The next morning we woke up to a beautiful sunrise, made a packed lunch for ourselves and walked about 5 minutes to the meet up point for our tour. Today’s tour was the typical “Golden Circle Tour” where we would be seeing the highlights of nature around Reykjavik. At the end of the tour, the group would stop for about two hours in a “Secret Lagoon” for a thermal soak before driving back into Reykjavik for the night.
- Thingvellir National Park
- Gullfoss Waterfall
- Geysir Geothermal Area
- Secret Lagoon
First stop, Thingvellir National Park. Sitting in a rift valley in between the North American and European tectonic plates, this geological phenomenon was the site of Iceland’s parliament from the 10th to 18th centuries. Although you can swim between the plates (it’s on the bucket list now!) we simply walked around the area, passing a beautiful waterfall that used to hold witch trials – drown and you’re human, float and you’re a witch. As the sky continued to clear up even more we hopped back into the bus and to Gullfoss waterfall.

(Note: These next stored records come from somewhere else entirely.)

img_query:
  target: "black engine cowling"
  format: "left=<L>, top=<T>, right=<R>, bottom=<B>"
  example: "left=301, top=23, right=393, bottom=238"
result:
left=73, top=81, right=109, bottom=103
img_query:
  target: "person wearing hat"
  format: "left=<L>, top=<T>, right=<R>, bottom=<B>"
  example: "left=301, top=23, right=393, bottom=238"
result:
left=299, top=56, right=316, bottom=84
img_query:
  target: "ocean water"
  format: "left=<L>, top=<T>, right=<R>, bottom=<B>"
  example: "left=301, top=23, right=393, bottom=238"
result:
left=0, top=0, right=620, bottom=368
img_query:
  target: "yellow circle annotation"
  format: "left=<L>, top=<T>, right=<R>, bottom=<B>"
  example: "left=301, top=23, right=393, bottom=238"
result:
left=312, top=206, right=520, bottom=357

Langjokull glacier water cascades 32 meters down Gullfoss’s two rocky steps before crashing into the canyon below. Our bus stopped here for about 40 minutes but after a 20 minute walk around, Spence and I were so incredibly cold from the wind chill and waterfall mist that we had to surrender and warm up inside.
We were moving a bit faster than expected so our tour guide gave us an extra stop: Laugarvatn. A small village next to a geothermal lake, famous for utilizing the ground heat to bake 24 hour rye bread. We didn’t get to try the bread, but we did feel the mounds that covered the bread containers….they were HOT!

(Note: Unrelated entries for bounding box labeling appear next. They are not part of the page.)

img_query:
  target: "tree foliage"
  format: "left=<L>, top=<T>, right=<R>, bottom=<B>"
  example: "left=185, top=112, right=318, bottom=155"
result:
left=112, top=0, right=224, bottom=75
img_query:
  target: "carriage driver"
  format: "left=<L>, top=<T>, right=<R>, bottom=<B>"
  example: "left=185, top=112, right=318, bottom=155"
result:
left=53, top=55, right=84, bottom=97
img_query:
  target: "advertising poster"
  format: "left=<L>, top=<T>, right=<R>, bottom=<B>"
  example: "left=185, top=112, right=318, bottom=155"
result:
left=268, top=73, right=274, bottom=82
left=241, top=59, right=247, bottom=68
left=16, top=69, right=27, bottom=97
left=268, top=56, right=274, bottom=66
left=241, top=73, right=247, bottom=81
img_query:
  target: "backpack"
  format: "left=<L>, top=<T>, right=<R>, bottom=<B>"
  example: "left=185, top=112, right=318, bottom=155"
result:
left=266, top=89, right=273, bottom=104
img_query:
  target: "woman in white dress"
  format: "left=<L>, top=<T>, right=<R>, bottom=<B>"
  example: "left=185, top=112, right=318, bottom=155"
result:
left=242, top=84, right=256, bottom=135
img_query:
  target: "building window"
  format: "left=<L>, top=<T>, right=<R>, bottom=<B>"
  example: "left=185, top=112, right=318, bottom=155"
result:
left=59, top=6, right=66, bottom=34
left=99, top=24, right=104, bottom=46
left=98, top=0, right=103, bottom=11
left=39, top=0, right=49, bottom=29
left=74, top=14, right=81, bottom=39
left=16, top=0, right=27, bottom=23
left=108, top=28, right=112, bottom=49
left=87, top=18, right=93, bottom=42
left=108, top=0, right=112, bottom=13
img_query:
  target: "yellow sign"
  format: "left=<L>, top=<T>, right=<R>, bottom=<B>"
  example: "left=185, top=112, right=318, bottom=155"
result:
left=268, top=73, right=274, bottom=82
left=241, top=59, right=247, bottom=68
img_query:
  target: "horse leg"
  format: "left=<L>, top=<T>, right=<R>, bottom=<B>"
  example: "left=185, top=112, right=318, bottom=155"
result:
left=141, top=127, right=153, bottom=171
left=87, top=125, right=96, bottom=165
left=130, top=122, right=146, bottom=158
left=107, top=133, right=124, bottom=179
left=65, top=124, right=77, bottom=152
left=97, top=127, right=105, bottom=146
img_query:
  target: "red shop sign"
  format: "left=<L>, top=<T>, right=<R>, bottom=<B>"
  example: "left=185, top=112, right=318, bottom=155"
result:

Next stop, Geysir Geothermal Area. With multiple geysirs, plenty of steam and a faint smell of sulphur, we wandered around the geothermal area looking for action. Geysir, the namesake of the geological event, is currently inactive, but when it does erupt it will most likely hsoot up to around 70 meters! For now, only bubbles…Strokkur, Geysir’s little brother, goes off every 5-10 minutes and we were lucky enough to see it a couple of times, once at around 20 meters high and the second time (captured below) at about 40 meters!
There are fumaroles and sulphuric stains creating a plethora of smells and colors…reds, whites, yellows, greens… and paired with the white steam and blue sky, it was a beautiful and colorful picture. A note on the sulphuric smell: water throughout Iceland smells faintly of sulphur, from drinking water to shower water. There’s nothing wrong with the water at all though and by the time I got home when the trip was concluded, I turned the shower on expecting a sulphuric smell. Who would’ve guessed I would miss it?
Secret Lagoon! Finally! It wasn’t that we were exhausted from hiking or walking, but we were pretty chilly to the bone so a couple hours of a hot soak in a natural pool was thrilling. And we were surprised, it wasn’t completely full of tourists – there were a lot of residents there! Plus prices for items weren’t outrageous. It was a great time!
Once we were back in the bus a poll was taken to decide how much in a rush everyone was to get back to Reykjavik. Not a rush? A doughnut stop was then added on. YES. These aren’t doughnuts as we might no them and instead are called ‘Bolla’; a bread sandwich with a layer of a thick custard cream, topped with caramel like this one, nutella or chocolate.
A return to Reykjavik and a pasta dinner to fill us up after a bit of a light lunch with peanut butter and jelly, then some relaxing time and finally an evening walk to try and see some northern lights. And…. they were faint but they were there! A good end to the day and now it was time to rest up before an even earlier next day and more exploration – this time to the South Coast!